A concert. Handel, I think. The woman lifts her head, her mouth half open. The same mouth, I suddenly say to myself, that in a few days’ time will be kissing Delphinette, that little girl with the fair pigtail…

It is hard for the lovemaking to get started again. Desire has run into the sand. The woman swings heavily off the bed, makes her way toward the bathroom. Her bulk had struck me earlier as reminiscent of mozzarella. No. More like soap, very white, very lardy. Or Turkish delight. Her thick, dyed hair is the color of beets. A round face, with little watchful eyes. She is a sow, plain and simple. And yet nothing is simple. Christian, Delphinette… The bathroom door closes. The man stands in front of the television. He has gone back to the videos, swaying in imitation of the dancers’ apelike antics. I get up, slither in between the thick branches of a shrub, stretch out on my own terrace.

The southern sky. And there, above the harbor, that constellation, Lupus, the Wolf…

For a long time now the only logic in my life has been the play of coincidence, sometimes tragic, sometimes comic. As just now, when that memory of twenty-five years ago, a night of great fear in the forests of Lunda Norte, suddenly found its farcical echo: this elegant hotel in an African capital and myself captive outside the French windows of a bedroom where a fat white administrator is getting herself seen to by a young black artist. He has just stepped outside for a smoke, and from my terrace I can see his figure silhouetted against the wall.

In my youth I believed history was set in its path, and that our lives ought to be a committed response to this. I thought good and evil existed, and that the struggle between them in the modern world took the form of the class struggle.

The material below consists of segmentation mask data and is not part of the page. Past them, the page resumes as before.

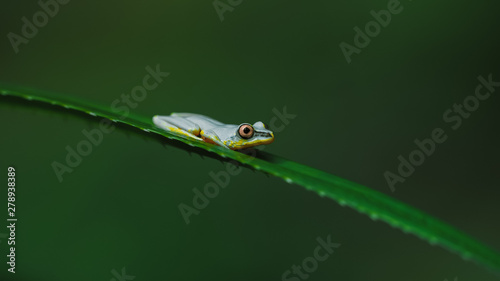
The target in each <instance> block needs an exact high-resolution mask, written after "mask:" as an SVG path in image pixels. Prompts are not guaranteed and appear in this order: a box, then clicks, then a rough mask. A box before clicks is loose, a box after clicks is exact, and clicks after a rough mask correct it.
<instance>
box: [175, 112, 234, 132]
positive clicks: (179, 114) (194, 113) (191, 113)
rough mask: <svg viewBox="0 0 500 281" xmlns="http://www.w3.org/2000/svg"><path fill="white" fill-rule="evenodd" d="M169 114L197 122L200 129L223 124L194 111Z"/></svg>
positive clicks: (212, 126) (221, 124)
mask: <svg viewBox="0 0 500 281" xmlns="http://www.w3.org/2000/svg"><path fill="white" fill-rule="evenodd" d="M171 116H175V117H181V118H184V119H186V120H188V121H190V122H193V123H195V124H197V125H198V126H199V127H200V129H201V130H210V129H212V128H215V127H220V126H223V125H225V124H224V123H222V122H220V121H217V120H215V119H213V118H210V117H208V116H205V115H201V114H195V113H172V114H171Z"/></svg>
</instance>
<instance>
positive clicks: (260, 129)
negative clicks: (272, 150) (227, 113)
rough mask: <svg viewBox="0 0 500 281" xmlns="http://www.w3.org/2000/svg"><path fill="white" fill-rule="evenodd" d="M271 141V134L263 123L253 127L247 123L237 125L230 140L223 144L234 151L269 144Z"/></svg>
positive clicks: (272, 141)
mask: <svg viewBox="0 0 500 281" xmlns="http://www.w3.org/2000/svg"><path fill="white" fill-rule="evenodd" d="M273 141H274V134H273V132H272V131H270V130H269V129H268V127H267V126H266V125H265V124H264V123H262V122H260V121H259V122H255V123H254V124H253V125H251V124H248V123H243V124H241V125H239V126H238V127H237V129H236V132H235V133H234V136H233V137H232V138H231V140H228V141H226V142H224V144H225V145H226V146H227V147H229V148H230V149H233V150H234V149H244V148H249V147H253V146H257V145H263V144H270V143H272V142H273Z"/></svg>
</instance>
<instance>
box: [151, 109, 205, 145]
mask: <svg viewBox="0 0 500 281" xmlns="http://www.w3.org/2000/svg"><path fill="white" fill-rule="evenodd" d="M153 123H155V125H156V126H158V127H160V128H162V129H163V130H165V131H170V132H175V133H177V134H180V135H183V136H186V137H189V138H193V139H196V140H200V141H201V140H202V138H200V137H199V135H200V127H199V126H198V125H197V124H196V123H193V122H191V121H189V120H186V119H184V118H182V117H176V116H161V115H155V116H154V117H153Z"/></svg>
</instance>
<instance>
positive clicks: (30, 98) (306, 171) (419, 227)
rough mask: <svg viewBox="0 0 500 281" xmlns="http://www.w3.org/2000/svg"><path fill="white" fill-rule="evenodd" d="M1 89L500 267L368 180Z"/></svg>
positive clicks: (484, 261) (136, 122) (131, 118)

And that one should choose sides, help the weak and poor (which was precisely what I believed when, still a young man, I came to Angola), and that ones life, even if unhappy and painful, would then have a justification and follow a coherent course, structured from one phase to the next. Set down thus, all this seems somewhat naïve, and yet I lived for years guided by this naïveté. And I can no longer even remember at what moment, to put it pompously, I lost faith. The simple truth is that one day what I began to discern behind the great laws of history, the noble causes, the high-flown rhetoric, was the mischievous play of coincidence, a sly, mocking law. For this is the only logic there is: twenty-five years apart, a black woman raped by soldiers, a white woman screwed by a black man. And there outside the elevator another coincidence, a Congolese diplomat with the smooth trace of an ancient scar on his cheek, like the one on that sergeants face long ago.